This only manipulates the children references though, never the item ID itself. So if you have the item ID of an item (submission, comment, poll, pollItem), it'll be available there as long as moderators don't remove it, which happens very seldom.
It's a shame that maintaining the web is so hard that only a few websites are "good citizens". I wish the web was a -bit- way more like git. It should be easier to crawl the web and serve it.
Say, you browse and get things cached and shared, but only your "local bookmarks" persist. I guess it's like pinning in IPFS.
It is not possible right now to make hosting democratized/distributed/robust because there's no way for people to donate their own resources in a seamless way to keeping things published. In an ideal world, the internet archive seamlessly drops in to serve any content that goes down in a fashion transparent to the user.
It's not hard actually. There is a lack of will and forethought on the part of most maintainers.

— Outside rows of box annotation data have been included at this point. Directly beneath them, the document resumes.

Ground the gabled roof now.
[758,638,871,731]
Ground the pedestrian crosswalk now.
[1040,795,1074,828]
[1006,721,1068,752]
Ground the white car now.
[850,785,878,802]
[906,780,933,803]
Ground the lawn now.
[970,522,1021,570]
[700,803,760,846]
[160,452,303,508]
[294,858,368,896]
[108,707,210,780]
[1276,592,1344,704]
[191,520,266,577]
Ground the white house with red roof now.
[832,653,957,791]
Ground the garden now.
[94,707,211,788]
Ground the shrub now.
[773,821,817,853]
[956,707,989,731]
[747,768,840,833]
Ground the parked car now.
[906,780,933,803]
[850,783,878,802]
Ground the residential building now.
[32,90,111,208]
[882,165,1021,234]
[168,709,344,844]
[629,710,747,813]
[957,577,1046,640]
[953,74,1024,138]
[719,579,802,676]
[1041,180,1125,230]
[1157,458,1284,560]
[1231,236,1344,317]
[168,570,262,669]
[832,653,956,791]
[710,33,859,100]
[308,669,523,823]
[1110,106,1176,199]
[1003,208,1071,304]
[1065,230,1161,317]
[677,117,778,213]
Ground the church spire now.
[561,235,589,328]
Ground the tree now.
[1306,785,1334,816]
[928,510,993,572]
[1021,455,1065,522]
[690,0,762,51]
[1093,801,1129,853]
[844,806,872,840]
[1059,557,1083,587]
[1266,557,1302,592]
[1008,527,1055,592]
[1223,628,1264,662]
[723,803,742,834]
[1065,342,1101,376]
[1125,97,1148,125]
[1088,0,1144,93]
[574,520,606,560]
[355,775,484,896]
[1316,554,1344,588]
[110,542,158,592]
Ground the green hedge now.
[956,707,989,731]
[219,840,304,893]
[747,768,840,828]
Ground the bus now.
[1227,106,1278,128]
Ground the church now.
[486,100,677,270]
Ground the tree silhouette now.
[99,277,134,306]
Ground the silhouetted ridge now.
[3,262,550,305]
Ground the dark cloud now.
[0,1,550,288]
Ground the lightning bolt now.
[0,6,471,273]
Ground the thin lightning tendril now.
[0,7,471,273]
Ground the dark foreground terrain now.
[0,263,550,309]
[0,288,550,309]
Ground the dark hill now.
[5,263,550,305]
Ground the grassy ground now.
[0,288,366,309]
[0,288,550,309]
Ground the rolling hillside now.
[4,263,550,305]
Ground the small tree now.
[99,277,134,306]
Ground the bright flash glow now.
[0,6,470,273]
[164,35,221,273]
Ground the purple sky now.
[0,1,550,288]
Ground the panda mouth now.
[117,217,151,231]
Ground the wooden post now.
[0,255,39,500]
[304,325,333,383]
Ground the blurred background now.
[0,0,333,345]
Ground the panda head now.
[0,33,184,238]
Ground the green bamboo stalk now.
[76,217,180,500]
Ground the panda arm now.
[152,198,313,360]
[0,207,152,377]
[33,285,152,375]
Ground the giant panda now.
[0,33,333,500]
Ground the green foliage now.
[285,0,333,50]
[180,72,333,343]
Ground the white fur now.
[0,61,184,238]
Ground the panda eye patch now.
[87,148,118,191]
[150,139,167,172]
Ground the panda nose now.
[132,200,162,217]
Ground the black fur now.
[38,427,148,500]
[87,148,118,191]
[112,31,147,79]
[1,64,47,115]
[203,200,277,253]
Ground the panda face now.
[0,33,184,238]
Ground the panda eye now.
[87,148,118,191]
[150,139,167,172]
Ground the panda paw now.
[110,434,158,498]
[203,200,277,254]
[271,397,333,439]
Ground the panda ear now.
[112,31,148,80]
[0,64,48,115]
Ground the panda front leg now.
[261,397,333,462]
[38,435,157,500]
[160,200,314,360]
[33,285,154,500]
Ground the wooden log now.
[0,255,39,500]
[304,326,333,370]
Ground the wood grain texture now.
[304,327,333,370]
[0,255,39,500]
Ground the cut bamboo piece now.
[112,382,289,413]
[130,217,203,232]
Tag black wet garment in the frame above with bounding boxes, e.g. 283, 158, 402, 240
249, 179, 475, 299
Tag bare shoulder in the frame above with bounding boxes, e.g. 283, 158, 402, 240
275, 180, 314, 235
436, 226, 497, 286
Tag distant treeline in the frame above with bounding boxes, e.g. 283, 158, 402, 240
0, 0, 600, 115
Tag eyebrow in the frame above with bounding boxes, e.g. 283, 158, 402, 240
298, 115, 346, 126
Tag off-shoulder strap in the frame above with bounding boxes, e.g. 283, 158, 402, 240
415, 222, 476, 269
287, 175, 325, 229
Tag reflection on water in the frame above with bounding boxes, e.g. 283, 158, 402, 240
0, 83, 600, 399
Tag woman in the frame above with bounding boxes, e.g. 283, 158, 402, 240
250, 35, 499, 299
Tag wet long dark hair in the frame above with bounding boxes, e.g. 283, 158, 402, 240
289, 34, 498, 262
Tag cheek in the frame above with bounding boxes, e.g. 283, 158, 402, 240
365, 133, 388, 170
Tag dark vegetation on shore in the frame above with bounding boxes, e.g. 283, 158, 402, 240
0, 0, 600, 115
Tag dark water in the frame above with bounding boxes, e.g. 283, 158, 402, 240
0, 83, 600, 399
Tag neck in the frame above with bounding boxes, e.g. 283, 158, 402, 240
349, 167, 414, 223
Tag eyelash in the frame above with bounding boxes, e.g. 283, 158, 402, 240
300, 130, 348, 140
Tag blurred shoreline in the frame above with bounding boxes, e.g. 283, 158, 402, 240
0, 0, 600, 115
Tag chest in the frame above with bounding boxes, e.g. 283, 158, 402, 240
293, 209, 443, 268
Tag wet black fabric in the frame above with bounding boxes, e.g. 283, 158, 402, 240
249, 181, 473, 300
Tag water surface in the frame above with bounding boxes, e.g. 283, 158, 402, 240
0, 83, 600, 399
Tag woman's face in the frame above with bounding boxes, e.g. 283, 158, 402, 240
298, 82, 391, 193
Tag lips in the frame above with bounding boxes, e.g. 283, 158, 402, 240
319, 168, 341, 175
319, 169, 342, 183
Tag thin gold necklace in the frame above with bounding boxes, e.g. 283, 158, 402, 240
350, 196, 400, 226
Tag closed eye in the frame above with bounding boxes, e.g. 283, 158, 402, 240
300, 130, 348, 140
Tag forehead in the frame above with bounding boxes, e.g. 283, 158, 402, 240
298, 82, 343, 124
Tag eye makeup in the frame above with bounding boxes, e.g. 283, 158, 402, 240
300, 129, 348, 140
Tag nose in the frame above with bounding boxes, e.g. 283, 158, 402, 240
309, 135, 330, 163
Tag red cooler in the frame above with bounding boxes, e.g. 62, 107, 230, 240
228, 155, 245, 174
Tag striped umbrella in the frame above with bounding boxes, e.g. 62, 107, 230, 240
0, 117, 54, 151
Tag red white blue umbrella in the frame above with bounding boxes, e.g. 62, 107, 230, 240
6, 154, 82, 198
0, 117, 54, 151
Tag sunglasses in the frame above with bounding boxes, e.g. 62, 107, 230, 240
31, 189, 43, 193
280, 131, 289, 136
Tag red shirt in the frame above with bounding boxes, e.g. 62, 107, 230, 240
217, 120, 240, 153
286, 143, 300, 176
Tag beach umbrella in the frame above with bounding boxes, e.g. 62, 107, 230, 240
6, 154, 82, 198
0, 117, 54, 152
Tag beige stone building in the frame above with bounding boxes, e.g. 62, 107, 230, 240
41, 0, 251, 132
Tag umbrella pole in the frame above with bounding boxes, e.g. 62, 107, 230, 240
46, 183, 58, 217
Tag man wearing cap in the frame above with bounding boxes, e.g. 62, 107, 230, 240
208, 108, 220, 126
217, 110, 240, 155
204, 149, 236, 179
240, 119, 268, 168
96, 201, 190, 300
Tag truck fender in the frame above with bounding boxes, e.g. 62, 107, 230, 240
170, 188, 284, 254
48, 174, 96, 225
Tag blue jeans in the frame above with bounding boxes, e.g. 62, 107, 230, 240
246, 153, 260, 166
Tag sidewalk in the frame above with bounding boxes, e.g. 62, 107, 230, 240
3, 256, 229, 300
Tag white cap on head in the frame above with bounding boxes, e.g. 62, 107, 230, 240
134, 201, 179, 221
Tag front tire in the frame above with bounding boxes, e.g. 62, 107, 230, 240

I suspect that monetization also plays a role.
I suppose they want to make the comments seem "fresh" but it's a deliberate misrepresentation. You could probably even contrive a situation where it could be damaging, e.g. somebody says something before some relevant incident, but the website claims they said it afterwards.
But, I'm just guessing here based on my own refactoring experience through the years, may be a completely different reason, or even by mistake? Who knows? :)
If you make it possible for people to donate bandwidth you might just discover no one wants to.
The wanting to is in my mind harder. How do you convince people that having the network is valuable enough? It's easy to compare it with the web backed by few feuds that offer for the most part really good performance, availability and somewhat good discovery.